Above is the final result, and the result is mindblowing 🤯

## Non-English transcription into English
In addition to speech recognition, spoken language identification, and voice activity identification, Whisper is also able to perform speech translation from any language into English.

In [9]:
URL = "https://www.youtube.com/watch?v=D8ztTzHHqiE"
final_filename = "discours_ADO"
video_to_audio(URL, destination, final_filename)

# Run the test
audio_file = "discours_ADO.mp3"
french_to_english = whisper_model.transcribe(audio_file, task = 'translate')

# Show the result
print(french_to_english["text"])

 France CFA, you have always defended it, Beck et Ongle, do you continue to do so or do you think that perhaps things need to be changed without going into too much technical details? Mr Perelman, I will simply tell you that there is really nonsense in this debate. I don't want to lack modesty, but I was director of the central bank's studies, I was vice-governor, I was governor of the central bank, so I can tell you that I know what I am talking about. France CFA is our currency, it is the currency of the member states, and we have accepted it, we have developed it, we have modified it. I was there when the reform took place in the years 1973-74, so all this debate is nonsense. Now, it is our currency. I have supervised the financial and monetary management of more than 120 countries in the world. When I was at the International Monetary Fund, I was well placed to say that if this currency poses a problem, we will listen to the other heads of state and make the decisions, but this cur

task=’translate’means that we are performing a translation task

## Conclusion
In conclusion, the "Speech-to-Text and Translation with OpenAI's Whisper" project demonstrated how to use OpenAI's Whisper models and the HuggingFace Transformers framework to transcribe audio into text and translate it into other languages.
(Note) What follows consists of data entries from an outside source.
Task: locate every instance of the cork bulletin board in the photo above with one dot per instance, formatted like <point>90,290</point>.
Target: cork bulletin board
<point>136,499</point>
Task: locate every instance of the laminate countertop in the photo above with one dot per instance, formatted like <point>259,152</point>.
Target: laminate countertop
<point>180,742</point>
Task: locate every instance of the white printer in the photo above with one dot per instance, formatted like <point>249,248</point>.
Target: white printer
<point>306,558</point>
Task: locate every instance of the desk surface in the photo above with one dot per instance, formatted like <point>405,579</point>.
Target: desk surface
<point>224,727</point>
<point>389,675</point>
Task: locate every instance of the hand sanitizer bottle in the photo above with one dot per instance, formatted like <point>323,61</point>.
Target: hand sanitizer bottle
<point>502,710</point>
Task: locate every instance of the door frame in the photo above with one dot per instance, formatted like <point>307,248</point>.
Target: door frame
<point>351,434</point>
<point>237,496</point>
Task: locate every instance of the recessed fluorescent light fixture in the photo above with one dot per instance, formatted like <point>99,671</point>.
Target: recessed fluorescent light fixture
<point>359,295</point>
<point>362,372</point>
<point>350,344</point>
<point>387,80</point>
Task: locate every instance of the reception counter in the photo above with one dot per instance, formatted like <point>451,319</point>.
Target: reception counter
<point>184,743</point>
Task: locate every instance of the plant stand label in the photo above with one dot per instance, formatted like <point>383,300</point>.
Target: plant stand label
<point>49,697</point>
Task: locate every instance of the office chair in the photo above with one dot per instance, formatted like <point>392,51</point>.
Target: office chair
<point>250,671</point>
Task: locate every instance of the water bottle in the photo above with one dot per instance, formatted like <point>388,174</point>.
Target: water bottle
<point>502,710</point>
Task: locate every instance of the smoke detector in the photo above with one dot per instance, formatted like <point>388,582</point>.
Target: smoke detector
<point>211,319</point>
The Whisper models are open-sourced by OpenAI and are considered to have achieved near human-level performance and accuracy in English speech recognition. This project aimed to provide a comprehensive guide to help individuals harness the power of AI to transform audio into text and translate it into other languages, making the process simple and accessible. By the end of the project, we have had a clear understanding of how to perform speech-to-text and machine translation using OpenAI's Whisper models.